Actually, yes! I picked up Go this week, and I'm actually really enjoying it. I did, however, hit a slight stumbling block because I needed to cryptographically sign some files to the PKCS#7 standard.
The 'usual suspects' have library support for this (Ruby, PHP, etc etc): Go does not (so I invoke openssl from within Go instead).
Putting that aside, it is a great language and one I'm really enjoying using. I primarily work in Objective-C, so it makes a nice change!
I suspect the 'usual suspects' just wrap OpenSSL, you can use Go bindings for OpenSSL too, but I'm also sure Adam Langley, who is responsible for the Go crypto lib and the main crypto guru for Chrome will be happy to help get any bits that you are currently missing into the go.crypto repo.
Hell, Go even has an official ssh library, I don't think any of the 'sual suspects' has that ;)
To be fair, I didn't actually expect Go to have it covered. I was porting over some Ruby code, and it just meant a little diversion via the OS/Exec package.
Honestly the project is only a few days old and really sucks, but I found wrapping OpenSSL's SHA and AES features trivial. cgo is the most awesome FFI I've ever used.
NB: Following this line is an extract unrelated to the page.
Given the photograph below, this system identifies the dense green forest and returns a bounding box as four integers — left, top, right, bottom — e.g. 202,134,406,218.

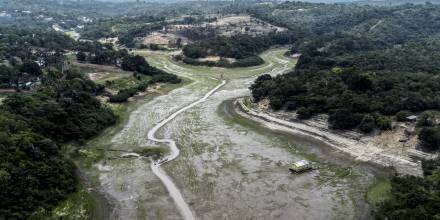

SHA hashing is actually faster using the OpenSSL version.
Please feel free to fork and add your features, in the meantime I'm working on adding support for a TLS listener/connection like crypto/tls.{listener,Conn}. http://golang.org/src/pkg/crypto/tls/
I was very excited when I learned Go had standard library support for ASN.1 as I want to write a Go implementation of my companies ASN.1 protocol, but then I realized it was DER and not BER. I need a library that has good support for BER. That said there is a 3rd party BER 'asn1-ber' library that exists on Github, but I have not had time to explore it enough, and the description for the project says it is very basic; just enough for the LDAP protocol.
Machine learning, natural language processing, linear algebra. Extra points for bioinformatics-related stuff.
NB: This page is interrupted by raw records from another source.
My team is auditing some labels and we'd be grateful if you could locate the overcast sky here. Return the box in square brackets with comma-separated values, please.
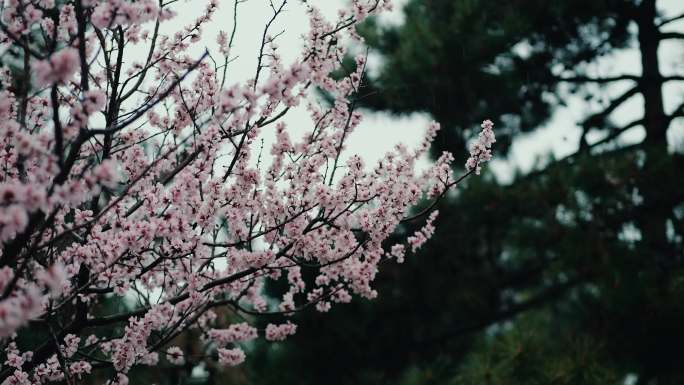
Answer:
[137, 0, 684, 180]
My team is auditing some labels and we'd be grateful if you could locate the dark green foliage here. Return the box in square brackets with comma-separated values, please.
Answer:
[246, 0, 684, 385]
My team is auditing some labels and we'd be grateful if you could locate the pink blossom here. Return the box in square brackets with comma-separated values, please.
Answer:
[218, 348, 245, 366]
[466, 120, 496, 175]
[266, 321, 297, 341]
[166, 346, 185, 365]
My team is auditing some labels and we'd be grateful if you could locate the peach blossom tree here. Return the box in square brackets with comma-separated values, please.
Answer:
[0, 0, 494, 384]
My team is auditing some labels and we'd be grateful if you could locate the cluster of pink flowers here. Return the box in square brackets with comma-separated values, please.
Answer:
[266, 321, 297, 341]
[466, 120, 496, 175]
[0, 0, 494, 385]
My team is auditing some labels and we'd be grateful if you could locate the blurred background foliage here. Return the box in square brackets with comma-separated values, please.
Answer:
[107, 0, 684, 385]
[243, 0, 684, 385]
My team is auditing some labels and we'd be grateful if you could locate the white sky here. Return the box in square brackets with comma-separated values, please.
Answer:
[132, 0, 684, 181]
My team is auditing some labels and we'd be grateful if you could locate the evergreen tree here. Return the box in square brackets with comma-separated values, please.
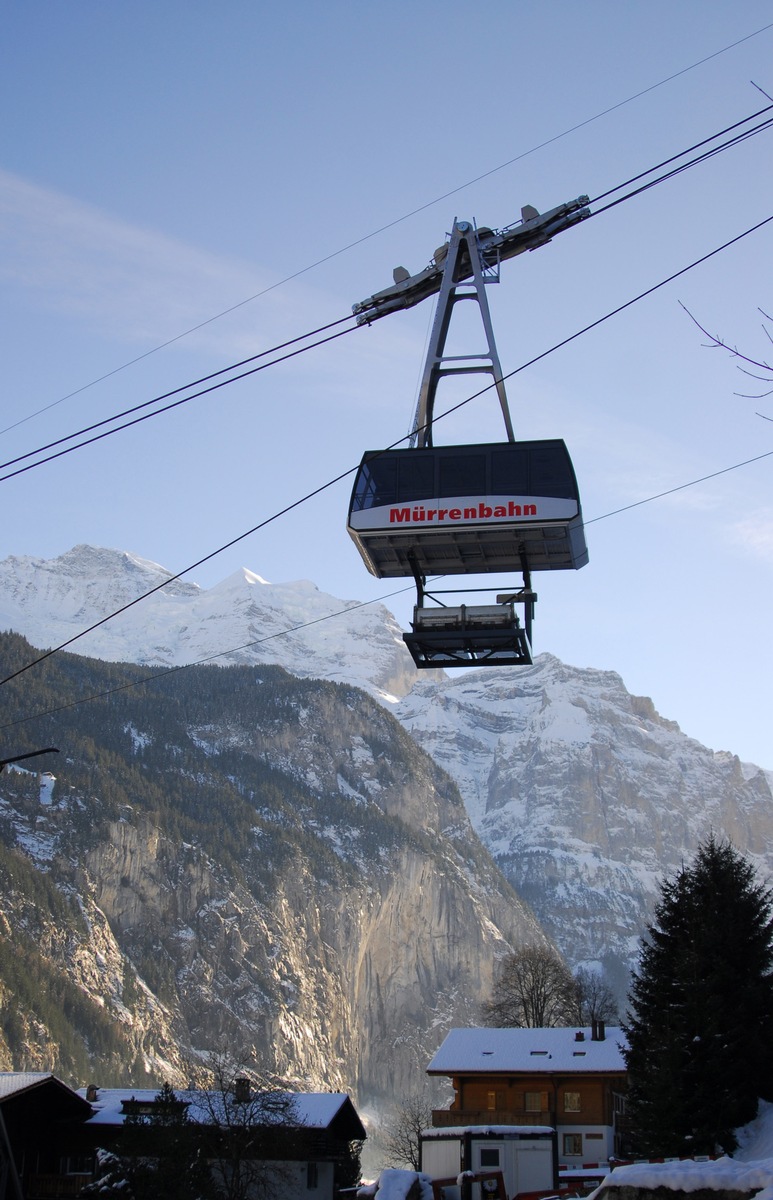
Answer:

These are things that, obviously, aren't going to be on the top of a core dev team's priority list. They will come with time. But I can't do without them.
There are already libraries to do some of those things. There are for example several linear algebra libraries like gomatrix: http://code.google.com/p/gomatrix/
I don't know so much about bioinformatics, but I know some folks are using Go in that field without too much problem. Of course, the more specialized your needs, the greater the chances you might have to roll your own.
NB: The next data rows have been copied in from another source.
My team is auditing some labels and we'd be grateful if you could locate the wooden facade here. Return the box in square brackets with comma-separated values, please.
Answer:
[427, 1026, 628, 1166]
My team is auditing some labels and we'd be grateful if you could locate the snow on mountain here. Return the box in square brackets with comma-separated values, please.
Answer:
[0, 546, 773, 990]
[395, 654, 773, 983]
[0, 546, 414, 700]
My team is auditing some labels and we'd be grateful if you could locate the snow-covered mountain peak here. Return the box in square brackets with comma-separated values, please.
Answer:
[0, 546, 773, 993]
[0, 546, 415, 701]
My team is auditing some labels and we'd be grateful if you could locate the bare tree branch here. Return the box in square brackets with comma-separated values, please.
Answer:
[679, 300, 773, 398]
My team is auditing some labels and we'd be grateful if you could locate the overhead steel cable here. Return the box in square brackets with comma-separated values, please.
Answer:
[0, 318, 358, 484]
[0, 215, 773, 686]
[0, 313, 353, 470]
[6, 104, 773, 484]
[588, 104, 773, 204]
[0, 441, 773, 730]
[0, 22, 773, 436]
But given that Go 1 has hardly a few months old, this is not very surprising.
It is very early days (0.083 days to be exact) but I intend to support Hinton-style "deep learning" within the next few days.
I have a feeling that Go's concurrency features will make it a good fit for various ML workloads. And it's a rare combination of expressive and metal-close, which is good fit for prototyping crunchy algorithms.